In a joint cybersecurity advisory issued today, U.S. and allied intelligence agencies confirmed what many threat analysts have long suspected: the Russian GRU military intelligence agency is systematically targeting the digital backbone of logistics and transportation providers across Europe and North America.
The campaign, detailed in a 25-page report from the NSA, FBI, CISA, and partners from 10 countries, including the U.K., Australia, and Germany, spotlights a coordinated cyber espionage effort by GRU’s Unit 26165—more widely recognized in the threat intel world as APT28, Fancy Bear, or Forest Blizzard.
Targets at the center of the campaign were freight operators, rail networks, air traffic systems, and cloud tech vendors—anyone with a role in getting military and humanitarian aid to Ukraine.
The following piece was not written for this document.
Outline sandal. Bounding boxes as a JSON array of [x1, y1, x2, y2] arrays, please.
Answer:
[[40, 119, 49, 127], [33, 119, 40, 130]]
Targets have included organizations in 14 countries, including IP cameras in Hungary, a Russian ally.
Russian GRU Campaign Not Just Malware — Surveillance Too
What stands out in the report is the scale and creativity of the GRU’s tactics. The hackers aren’t just hijacking email servers or pushing trojans. They’re hacking into IP cameras, too—10,000 of them, to be exact—mostly around Ukrainian borders, using weak credentials and exposed RTSP services to turn physical surveillance into digital eyes on the ground.

In parallel, GRU operators launched targeted intrusions on shipping and logistics companies, exploiting familiar weaknesses like unpatched Exchange servers, WinRAR bugs (CVE-2023-38831), and Outlook NTLM leaks (CVE-2023-23397). The aim was stealing shipment manifests, routing info, and sensitive business data that could tip off troop or equipment movement.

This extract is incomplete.